En 1983, quand s'ouvre le film de Stéphane Demoustier, le président François Mitterrand confie à von Spreckelsen, qui n'a alors construit que sa maison et une poignée d'églises, les clés de ce projet colossal qui doit être livré pour le bicentenaire de la Révolution de 1789.
La surprise est totale, tout le monde écorche son nom, personne n'arrive à le joindre. "Appelez l'ambassade du Danemark, c'est un petit pays, ils sauront vous renseigner", lance Mitterrand, monarque bâtisseur campé par Michel Fau dans ce film projeté dans la section Un certain regard.
Révélé dans "The Square", Palme d'or 2017, l'acteur danois Claes Bang prête sa longue silhouette à ce von Spreckelsen flegmatique et obstiné, rétif à toute concession malgré les pressions d'un conseiller présidentiel (Xavier Dolan) et les suggestions avisées de son exécutant (Swan Arlaud).
Après "The Brutalist" et "Megalopolis" de Francis Ford Coppola, sa fiction place au centre du récit un architecte qui "ne voit le monde qu'à travers son métier", explique à l'AFP Stéphane Demoustier ("Borgo", "La Fille au bracelet"...).
"Qu'il ait autant souffert dans un processus qui aurait dû être un accomplissement pour lui, ça me l'a rendu touchant", ajoute le cinéaste de 48 ans.
De la qualité du marbre au rendu des parois en verre, sa quête d'absolu sur la Grande Arche, qu'il est le seul à appeler "le cube", finira par avoir raison de sa santé. Mort en 1987, von Spreckelsen n'aura jamais vu son grand-oeuvre debout.
- "Composer avec le réel" -
"Ca m'a touché, cette incapacité à composer avec le réel parce que, nous aussi, quand on fait des films, on est constamment aux prises avec ces questions", développe le réalisateur français. "On a une idée et puis il y a les principes de réalité qui nous rattrapent, le manque d'argent, la disponibilité des lieux".
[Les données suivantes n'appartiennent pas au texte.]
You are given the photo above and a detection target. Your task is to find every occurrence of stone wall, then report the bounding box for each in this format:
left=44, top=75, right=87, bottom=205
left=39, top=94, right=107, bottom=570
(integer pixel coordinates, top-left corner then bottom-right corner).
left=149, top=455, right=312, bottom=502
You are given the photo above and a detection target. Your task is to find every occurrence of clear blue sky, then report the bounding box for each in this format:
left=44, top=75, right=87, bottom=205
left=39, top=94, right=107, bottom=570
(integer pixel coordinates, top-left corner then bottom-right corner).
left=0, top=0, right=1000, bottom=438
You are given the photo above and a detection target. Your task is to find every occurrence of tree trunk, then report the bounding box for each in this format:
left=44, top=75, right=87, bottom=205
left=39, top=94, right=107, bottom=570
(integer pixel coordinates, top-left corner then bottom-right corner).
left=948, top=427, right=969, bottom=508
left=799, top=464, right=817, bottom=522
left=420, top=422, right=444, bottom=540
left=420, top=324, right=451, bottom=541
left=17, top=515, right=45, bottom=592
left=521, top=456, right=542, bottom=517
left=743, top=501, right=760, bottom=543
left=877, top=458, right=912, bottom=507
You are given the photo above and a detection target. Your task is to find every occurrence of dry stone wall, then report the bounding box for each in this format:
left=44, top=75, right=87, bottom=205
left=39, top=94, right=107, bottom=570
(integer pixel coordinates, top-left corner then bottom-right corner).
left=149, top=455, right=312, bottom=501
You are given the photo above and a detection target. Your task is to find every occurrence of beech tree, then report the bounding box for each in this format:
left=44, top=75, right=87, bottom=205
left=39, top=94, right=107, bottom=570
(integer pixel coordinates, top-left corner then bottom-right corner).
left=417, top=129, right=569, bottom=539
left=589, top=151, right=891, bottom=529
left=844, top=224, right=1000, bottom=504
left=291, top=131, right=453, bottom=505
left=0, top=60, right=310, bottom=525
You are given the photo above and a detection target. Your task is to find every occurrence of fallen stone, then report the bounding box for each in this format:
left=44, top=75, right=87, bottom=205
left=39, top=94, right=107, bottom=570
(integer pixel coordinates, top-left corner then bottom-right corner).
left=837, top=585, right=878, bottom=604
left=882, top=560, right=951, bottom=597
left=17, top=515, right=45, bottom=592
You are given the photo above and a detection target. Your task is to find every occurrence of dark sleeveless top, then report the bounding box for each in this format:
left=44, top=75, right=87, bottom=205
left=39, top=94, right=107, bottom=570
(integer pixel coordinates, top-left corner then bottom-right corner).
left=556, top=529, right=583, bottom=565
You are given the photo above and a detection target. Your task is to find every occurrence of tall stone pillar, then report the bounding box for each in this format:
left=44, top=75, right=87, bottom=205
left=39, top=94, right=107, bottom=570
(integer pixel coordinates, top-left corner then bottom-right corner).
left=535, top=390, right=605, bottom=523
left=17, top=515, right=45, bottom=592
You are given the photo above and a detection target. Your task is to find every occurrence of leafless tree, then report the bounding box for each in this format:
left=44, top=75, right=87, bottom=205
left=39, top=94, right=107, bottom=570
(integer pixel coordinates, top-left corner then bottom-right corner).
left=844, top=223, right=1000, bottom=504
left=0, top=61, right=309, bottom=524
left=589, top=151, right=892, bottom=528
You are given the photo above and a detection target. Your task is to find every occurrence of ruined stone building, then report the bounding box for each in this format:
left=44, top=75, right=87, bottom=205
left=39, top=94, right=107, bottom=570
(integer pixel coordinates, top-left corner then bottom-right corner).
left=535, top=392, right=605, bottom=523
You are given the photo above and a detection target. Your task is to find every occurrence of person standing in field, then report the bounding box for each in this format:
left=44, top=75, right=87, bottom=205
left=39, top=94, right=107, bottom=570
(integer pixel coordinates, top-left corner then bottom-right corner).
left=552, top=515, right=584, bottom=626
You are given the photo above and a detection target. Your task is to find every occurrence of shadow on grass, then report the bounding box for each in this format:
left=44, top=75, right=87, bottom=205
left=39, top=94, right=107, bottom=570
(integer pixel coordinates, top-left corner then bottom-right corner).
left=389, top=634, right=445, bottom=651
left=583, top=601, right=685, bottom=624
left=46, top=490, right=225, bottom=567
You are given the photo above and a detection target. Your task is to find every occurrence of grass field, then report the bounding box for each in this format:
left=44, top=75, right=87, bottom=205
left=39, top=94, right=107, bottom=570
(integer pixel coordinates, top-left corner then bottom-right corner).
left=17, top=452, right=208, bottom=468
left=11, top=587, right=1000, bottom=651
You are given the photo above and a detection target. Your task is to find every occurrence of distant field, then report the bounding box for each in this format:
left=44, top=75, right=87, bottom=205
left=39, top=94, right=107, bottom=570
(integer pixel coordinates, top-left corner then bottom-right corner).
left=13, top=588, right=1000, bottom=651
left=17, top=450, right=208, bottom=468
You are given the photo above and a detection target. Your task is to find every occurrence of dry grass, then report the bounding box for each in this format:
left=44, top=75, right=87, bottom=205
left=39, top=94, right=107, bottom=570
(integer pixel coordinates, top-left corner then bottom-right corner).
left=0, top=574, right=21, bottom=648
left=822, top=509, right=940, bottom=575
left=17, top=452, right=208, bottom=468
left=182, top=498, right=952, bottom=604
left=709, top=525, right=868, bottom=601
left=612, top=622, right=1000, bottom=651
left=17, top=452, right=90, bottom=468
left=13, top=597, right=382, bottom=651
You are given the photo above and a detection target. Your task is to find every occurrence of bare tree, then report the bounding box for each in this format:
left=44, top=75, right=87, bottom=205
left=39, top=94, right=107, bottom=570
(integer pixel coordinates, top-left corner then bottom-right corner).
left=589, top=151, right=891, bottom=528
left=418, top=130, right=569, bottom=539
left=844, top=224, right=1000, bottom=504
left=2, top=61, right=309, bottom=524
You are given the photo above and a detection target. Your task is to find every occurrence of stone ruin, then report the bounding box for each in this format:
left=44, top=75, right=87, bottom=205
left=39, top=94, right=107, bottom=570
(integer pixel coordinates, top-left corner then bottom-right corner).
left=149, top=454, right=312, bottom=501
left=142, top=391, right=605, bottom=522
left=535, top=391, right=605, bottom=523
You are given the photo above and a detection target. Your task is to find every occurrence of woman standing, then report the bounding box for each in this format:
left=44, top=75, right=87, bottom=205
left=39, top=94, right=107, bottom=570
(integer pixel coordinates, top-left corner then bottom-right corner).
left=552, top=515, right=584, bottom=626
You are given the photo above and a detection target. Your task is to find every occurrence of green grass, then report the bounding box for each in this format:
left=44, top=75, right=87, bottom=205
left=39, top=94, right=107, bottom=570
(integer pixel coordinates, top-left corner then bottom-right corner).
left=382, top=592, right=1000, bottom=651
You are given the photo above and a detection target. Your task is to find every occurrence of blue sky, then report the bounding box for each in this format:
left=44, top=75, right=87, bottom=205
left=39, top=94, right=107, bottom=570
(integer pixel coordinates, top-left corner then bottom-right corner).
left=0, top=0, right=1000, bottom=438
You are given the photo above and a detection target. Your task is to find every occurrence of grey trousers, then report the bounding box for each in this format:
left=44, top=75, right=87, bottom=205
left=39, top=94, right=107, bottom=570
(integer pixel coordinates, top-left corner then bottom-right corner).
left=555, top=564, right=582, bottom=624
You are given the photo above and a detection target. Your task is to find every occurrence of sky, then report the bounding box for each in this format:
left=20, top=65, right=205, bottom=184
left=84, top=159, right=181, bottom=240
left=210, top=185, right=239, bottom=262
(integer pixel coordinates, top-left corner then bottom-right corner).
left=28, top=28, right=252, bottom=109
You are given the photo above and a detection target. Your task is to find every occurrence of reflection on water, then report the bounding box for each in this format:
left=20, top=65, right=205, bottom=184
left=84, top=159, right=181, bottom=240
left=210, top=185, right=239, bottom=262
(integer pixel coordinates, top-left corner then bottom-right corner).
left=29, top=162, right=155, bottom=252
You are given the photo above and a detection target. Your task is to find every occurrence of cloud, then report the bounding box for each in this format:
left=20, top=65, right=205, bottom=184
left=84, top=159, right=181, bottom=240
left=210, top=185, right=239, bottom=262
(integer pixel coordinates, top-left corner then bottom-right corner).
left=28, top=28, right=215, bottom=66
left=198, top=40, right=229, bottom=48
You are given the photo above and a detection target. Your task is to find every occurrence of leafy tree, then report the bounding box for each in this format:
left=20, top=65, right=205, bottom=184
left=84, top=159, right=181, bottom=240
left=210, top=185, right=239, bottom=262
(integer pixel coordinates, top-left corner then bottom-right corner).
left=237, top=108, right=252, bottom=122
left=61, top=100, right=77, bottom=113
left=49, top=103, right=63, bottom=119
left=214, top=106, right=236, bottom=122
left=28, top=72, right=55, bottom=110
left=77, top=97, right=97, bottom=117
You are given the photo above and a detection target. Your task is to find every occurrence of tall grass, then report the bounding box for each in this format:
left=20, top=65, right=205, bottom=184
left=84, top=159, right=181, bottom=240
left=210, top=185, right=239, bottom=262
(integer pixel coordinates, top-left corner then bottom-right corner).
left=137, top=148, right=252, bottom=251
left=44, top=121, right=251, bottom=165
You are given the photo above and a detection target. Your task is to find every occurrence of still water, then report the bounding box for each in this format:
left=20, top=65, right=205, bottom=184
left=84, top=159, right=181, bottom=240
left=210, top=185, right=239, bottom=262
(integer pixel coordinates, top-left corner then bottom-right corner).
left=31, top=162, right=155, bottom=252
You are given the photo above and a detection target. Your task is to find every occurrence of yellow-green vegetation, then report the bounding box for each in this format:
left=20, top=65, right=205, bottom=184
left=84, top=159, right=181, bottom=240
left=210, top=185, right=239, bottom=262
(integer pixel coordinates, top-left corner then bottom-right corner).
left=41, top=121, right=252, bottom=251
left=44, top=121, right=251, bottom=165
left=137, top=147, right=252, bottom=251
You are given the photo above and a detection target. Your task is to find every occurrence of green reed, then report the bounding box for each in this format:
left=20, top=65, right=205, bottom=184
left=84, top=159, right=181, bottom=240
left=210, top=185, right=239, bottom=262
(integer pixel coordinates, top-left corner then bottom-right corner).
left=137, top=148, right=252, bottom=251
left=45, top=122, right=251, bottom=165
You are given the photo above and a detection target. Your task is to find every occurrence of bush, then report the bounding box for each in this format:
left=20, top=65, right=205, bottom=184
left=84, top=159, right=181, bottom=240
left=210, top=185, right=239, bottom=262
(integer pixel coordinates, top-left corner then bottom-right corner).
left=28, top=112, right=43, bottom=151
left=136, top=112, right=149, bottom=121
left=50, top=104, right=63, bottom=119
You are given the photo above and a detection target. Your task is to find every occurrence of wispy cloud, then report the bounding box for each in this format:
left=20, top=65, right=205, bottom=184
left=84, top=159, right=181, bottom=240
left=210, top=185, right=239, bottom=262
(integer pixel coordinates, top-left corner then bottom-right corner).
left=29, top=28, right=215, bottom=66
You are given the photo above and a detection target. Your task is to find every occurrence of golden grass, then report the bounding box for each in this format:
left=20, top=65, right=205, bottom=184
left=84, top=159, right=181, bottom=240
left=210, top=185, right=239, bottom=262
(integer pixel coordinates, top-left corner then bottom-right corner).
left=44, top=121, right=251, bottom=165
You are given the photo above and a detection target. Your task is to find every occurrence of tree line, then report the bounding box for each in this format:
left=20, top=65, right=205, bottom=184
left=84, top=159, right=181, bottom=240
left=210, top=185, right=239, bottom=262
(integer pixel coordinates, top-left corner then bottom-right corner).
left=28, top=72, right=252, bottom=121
Stéphane Demoustier voulait aussi replonger dans cette époque des grands et dispendieux projets mitterrandiens, qu'il assimile aux "derniers feux du romantisme et d'une liberté française".
A l'époque du chantier de la Grande Arche, la Pyramide du Louvre sortait peu à peu de terre, engloutissant des milliards d'argent public au nom de la grandeur française.
"Aujourd'hui, on serait incapable de mener de front tous ces chantiers, surtout pour des projets patrimoniaux", estime le cinéaste, qui est parvenu, sans effets spéciaux spectaculaires, à reconstituer à l'écran ces mégachantiers qui défiguraient une partie de la capitale française.
Pour quel résultat? Posée en plein coeur du quartier d'affaires de la Défense, l'un des plus grands d'Europe, la Grande Arche ne remplit aucune fonction publique et une partie de l'édifice est entièrement inoccupée.
"Il y avait du panache derrière ce projet mais aussi une certaine gabegie", relate Stéphane Demoustier, qui entretient une relation très distante avec ce monument. "C'est curieux, l'Arche, on la connaît tous mais, en même temps, personne n'a de rapport sensible avec elle".
A l'exception de son défunt bâtisseur.